There was something about witnessing another human being bloom into wholeness that could only be defined as sublime, and we had this privilege. The privilege of witnessing the miracle of ourselves in each other.


This was so very different than what we saw the rest of the world experiencing. Like living in a whole New Earth, without leaving this very same planet, somehow coexisting with everything without having to belong to anything.


Silence was our best friend. We cherished it so much. We never felt a need to be in constant conversation and sitting in each other’s Presence spoke volumes in itself. So it made no difference whether Fabian would eventually answer my question or not. It required nothing in exchange. It could have almost been a rhetoric question.


But Fabian did reply. “I am realising that the talent is not really the messing things up, but rather being aware of it and being able to choose. I have not been choosing to allow the smoothness because I have felt the messing up is too exciting to pass up on. And in this I have become addicted to finding ways to fix things after messing them up and that’s where the rest of my talent lies. I am a Master problem solver but because my life is not that problematic, I find ways of creating issues just for the fun of resolving them!!! And the funny thing is, I also enjoy the smoothness and keep on roaming towards it, unravelling my messiness into smoothness only to create some more messiness and so on and so on. I am so f****** excellent at this!!!!! I have to laugh at myself! This is hilarious…”
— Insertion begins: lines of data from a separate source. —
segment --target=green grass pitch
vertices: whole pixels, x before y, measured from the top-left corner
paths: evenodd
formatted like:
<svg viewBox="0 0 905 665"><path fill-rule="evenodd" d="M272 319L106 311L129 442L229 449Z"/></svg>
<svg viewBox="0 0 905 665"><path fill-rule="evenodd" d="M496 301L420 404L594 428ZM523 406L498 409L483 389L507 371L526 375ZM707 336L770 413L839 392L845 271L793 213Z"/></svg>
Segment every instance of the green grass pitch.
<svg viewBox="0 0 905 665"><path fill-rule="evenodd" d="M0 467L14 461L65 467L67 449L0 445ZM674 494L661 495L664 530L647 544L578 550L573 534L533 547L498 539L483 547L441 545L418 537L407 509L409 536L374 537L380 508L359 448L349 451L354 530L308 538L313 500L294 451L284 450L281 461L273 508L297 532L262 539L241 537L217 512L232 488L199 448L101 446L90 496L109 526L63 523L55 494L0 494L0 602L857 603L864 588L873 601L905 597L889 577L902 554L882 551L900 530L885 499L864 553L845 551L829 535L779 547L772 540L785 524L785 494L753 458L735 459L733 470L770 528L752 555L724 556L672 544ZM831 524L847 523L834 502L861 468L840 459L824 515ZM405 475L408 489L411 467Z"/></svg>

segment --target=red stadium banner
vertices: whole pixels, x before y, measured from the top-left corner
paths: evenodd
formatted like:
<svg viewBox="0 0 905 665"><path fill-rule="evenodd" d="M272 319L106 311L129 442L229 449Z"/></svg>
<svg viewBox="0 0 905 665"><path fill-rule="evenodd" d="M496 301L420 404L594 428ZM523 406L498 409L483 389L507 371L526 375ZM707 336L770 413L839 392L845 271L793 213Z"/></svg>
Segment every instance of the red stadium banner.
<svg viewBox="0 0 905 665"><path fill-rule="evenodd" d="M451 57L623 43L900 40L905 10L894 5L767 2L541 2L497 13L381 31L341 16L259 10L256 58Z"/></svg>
And we both broke down into huge belly laughs, to the point where tears were rolling down our cheeks and each time we looked at each other we laughed even more. Oh God! I loved these moments of ours, when everything just became so crystal clear that humour was the only thing left to top up the cup.


After a long while laughing like two lunatics, holding onto our bellies and gasping for air we just leaned back and looked up into the canopy of the tree above our bench, completely relaxing into nothingness as the intricate peculiarities of human behaviour sunk in and dissipated into “hmmm, maybe I will stop doing this and try something else for a change”. And alas, Fabian’s initial predicament simmered down into a very tasty sauce that could now serve him in new delicious ways.


This was the very sauce of his radiance and its fragrant taste was sure to attract many others to the sparkle of consciousness it left in its wake, invisibly igniting something ever so subtle in the hearts that caught the vibe, as it spread like a banquet of infinite proportions, feasting on the joy of infinite possibilities. And I was blessed to be sitting right here, getting the primary blast of inspired awareness and swimming in it like a happy dolphin, carefree and alive, witnessing grandness in the ocean of ourselves.